Ian Giles yakin beberapa pekerjaan bisa kembali setelah pelanggan memahami batasan AI. Peneliti Pedro Llanos-Paredes, salah satu penulis Lost in Translation, juga mengatakan: "Kita akan kehilangan beberapa keterampilan, tetapi kita bisa fokus pada hal-hal yang lebih halus dan berharga."

Masa depan profesi penerjemahan yang rapuh

Spengler yakin akan tetap ada "pasar kerajinan yang kecil dan tidak pasti." Dengan maraknya AI, katanya, "Anda harus memutuskan apakah Anda ingin melakukan pascaproduksi untuk mesin atau Anda hampir tidak akan punya pekerjaan."

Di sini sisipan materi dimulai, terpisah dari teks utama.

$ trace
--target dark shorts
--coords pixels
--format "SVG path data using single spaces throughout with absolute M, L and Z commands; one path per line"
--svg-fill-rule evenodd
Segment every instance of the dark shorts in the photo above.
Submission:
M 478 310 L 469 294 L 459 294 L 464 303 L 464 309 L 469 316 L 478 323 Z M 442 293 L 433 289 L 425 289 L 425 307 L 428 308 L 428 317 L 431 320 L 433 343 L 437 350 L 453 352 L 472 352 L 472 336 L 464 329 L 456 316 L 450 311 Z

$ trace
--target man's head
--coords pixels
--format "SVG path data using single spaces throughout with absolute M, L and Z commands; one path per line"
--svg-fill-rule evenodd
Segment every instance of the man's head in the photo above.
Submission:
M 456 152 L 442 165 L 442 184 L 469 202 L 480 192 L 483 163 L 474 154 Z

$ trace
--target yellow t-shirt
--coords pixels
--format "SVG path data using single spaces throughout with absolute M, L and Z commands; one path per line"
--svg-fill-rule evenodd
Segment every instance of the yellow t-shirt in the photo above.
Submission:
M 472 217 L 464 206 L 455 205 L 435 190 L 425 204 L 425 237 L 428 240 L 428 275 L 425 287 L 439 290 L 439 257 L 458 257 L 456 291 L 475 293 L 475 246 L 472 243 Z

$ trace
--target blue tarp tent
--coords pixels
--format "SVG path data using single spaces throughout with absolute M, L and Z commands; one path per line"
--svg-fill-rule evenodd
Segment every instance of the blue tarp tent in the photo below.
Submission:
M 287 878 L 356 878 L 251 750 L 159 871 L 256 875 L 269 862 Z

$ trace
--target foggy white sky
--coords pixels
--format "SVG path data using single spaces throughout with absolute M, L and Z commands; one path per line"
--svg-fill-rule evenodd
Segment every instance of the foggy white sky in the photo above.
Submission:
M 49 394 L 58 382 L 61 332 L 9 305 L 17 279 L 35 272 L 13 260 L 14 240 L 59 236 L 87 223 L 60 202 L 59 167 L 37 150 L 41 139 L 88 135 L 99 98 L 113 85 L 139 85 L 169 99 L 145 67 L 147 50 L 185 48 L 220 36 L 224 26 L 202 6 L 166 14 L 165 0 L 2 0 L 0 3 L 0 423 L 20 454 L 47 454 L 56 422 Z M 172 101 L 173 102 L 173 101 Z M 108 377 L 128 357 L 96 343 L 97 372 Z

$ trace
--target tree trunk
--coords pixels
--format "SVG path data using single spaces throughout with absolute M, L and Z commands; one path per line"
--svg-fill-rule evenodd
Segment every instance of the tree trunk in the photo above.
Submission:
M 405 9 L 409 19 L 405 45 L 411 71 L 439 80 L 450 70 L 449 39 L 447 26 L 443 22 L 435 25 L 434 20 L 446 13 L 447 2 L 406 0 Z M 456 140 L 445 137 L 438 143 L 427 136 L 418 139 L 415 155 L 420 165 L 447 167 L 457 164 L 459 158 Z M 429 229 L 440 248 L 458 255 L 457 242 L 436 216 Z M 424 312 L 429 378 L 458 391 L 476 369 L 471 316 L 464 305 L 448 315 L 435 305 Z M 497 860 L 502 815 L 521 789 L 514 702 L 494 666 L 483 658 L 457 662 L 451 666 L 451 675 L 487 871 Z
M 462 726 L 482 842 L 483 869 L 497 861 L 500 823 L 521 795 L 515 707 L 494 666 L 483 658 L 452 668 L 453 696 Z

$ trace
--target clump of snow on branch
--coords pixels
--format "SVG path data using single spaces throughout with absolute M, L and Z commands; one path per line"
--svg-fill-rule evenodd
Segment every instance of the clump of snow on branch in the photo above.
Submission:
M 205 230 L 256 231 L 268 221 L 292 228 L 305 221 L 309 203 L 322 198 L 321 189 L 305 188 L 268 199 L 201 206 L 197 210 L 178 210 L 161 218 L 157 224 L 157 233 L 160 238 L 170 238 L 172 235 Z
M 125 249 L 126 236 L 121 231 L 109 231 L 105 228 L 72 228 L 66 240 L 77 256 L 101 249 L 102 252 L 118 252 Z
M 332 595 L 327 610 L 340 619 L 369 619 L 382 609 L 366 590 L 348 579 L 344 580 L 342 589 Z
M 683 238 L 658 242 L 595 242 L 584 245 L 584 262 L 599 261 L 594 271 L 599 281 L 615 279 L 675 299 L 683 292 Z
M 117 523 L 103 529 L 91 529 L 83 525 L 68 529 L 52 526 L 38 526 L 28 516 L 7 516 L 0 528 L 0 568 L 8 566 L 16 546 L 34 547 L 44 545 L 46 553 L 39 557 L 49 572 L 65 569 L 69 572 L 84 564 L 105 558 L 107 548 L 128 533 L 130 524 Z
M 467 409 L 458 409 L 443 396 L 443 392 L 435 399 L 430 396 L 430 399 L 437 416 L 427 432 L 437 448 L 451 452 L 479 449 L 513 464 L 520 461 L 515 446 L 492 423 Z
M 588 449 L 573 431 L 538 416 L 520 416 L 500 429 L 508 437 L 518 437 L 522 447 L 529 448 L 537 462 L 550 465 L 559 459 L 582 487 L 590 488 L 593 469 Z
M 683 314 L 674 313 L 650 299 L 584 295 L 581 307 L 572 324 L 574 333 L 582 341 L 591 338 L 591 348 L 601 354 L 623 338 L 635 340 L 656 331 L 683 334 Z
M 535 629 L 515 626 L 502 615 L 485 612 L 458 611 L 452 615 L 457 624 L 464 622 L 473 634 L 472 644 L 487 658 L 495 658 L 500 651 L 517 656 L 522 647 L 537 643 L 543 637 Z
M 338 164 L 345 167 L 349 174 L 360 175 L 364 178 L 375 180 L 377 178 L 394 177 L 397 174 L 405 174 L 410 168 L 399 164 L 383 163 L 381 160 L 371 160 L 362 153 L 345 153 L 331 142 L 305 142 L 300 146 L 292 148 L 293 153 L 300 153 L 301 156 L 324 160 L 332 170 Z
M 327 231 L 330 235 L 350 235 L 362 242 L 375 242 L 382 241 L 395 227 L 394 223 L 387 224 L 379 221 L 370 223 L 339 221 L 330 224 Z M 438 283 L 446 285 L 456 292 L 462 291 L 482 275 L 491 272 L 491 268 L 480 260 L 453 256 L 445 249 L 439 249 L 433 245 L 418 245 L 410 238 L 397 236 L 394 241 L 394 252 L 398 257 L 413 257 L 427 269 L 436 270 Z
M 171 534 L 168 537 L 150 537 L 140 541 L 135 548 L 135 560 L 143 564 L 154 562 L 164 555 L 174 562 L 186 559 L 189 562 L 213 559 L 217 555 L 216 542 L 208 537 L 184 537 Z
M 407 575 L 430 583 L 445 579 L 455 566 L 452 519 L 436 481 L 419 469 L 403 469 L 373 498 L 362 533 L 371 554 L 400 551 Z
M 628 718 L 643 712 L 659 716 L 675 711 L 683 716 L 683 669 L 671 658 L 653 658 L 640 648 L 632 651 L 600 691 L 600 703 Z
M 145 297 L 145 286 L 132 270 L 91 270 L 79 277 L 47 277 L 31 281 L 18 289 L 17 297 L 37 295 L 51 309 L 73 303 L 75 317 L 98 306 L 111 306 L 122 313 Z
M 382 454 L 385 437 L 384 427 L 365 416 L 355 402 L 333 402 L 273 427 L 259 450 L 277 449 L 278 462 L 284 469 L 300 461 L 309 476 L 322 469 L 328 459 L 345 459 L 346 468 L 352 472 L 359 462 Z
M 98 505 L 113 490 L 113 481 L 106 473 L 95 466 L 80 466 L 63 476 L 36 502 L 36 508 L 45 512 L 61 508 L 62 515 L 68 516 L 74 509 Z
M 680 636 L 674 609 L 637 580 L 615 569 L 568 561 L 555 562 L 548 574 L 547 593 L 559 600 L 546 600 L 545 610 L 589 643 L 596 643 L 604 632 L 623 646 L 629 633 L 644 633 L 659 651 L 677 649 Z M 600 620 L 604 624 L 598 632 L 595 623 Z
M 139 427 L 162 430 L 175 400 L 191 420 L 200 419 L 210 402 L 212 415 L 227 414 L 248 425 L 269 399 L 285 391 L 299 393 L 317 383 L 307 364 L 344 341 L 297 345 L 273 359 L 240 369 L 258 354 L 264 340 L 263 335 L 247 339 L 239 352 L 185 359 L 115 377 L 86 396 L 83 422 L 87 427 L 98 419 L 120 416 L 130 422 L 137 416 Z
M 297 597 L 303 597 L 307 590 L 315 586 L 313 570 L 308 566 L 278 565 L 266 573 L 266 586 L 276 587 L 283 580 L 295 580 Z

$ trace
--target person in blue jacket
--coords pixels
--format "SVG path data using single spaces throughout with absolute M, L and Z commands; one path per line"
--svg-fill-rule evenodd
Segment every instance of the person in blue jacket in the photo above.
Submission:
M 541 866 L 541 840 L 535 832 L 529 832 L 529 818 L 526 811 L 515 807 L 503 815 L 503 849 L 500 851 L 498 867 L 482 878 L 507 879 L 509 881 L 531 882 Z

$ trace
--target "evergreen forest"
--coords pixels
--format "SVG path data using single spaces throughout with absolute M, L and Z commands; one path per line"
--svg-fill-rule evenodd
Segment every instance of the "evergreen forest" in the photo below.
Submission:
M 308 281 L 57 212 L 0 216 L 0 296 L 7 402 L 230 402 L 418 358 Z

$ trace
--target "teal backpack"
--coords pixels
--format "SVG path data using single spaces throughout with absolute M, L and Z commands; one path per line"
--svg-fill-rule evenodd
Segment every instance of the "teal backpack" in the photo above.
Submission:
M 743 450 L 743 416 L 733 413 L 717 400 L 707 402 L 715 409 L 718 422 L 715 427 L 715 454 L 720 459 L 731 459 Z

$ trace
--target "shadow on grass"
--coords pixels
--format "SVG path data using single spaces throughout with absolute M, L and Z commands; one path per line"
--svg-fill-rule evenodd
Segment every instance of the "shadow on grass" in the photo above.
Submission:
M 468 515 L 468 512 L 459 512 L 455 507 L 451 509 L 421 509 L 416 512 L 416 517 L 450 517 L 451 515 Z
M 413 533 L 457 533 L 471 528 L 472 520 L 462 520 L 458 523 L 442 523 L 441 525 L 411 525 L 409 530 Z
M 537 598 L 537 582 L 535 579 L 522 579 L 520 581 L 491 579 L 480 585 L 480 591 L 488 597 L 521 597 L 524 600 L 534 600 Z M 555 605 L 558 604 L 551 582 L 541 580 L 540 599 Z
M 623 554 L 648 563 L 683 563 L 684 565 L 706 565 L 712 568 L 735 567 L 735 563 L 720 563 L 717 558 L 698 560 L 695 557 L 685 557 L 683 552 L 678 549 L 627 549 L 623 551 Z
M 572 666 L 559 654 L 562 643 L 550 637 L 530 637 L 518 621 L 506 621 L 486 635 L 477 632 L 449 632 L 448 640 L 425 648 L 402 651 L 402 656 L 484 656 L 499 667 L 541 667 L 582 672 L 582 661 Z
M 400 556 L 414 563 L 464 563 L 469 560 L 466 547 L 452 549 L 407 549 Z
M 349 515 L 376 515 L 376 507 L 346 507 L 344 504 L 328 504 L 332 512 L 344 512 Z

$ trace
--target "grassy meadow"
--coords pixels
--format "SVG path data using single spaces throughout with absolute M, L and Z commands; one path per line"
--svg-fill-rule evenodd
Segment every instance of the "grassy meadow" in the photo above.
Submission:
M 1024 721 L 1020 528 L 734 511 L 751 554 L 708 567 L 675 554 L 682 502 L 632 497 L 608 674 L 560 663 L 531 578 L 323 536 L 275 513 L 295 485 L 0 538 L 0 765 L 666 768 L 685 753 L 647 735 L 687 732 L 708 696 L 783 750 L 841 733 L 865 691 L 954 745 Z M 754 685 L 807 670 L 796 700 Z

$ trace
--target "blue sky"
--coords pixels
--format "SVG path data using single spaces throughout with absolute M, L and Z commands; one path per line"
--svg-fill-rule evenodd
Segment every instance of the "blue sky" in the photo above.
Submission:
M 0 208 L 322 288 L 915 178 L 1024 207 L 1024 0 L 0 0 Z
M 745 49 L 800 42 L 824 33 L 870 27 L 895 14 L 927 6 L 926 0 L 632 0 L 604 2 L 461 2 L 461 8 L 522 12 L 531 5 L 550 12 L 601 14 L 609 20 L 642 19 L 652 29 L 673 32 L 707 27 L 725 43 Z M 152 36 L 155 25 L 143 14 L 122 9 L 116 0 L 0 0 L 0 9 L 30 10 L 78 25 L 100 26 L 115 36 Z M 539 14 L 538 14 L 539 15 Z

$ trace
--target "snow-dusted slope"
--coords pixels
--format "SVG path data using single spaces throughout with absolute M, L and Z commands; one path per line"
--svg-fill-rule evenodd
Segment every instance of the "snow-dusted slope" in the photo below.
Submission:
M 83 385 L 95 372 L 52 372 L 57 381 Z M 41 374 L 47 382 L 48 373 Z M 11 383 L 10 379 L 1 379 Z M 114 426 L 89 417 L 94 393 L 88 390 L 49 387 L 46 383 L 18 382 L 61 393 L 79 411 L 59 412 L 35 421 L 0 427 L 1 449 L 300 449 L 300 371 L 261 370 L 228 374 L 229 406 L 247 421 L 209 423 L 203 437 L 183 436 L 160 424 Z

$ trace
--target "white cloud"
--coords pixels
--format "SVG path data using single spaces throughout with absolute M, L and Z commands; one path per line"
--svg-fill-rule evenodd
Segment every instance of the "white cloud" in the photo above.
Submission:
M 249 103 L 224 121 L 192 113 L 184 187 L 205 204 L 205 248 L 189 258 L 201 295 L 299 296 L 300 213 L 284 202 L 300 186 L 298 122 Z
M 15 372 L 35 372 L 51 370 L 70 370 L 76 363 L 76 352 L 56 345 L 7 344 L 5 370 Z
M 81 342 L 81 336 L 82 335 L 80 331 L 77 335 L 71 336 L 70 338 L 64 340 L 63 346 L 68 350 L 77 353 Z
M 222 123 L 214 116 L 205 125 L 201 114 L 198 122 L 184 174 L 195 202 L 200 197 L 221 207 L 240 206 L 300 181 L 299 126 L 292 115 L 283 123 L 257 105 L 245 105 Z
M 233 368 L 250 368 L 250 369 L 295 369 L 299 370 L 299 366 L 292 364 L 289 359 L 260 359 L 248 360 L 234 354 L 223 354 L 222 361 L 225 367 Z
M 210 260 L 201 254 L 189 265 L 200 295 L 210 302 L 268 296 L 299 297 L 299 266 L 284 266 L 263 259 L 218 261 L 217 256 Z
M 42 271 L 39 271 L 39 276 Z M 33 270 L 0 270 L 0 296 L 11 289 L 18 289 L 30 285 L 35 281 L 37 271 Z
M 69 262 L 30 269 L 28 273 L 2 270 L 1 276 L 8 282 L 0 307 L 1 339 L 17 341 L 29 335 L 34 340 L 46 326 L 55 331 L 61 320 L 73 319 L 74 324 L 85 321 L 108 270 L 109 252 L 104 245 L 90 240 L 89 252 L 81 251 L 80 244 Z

Meskipun menghadapi kesulitan, ia tidak berencana untuk berhenti. "Saya harap saya bisa menerjemahkan sampai pensiun – meskipun hanya untuk bertahan hidup." Namun, ia mengkhawatirkan generasi baru. Pendaftaran ke sekolah bahasa di Inggris turun lebih dari 20% antara tahun 2019 dan 2025. "Mereka harus menghadapi banyak terjemahan yang buruk hanya untuk mendapatkan tempat," aku Spengler.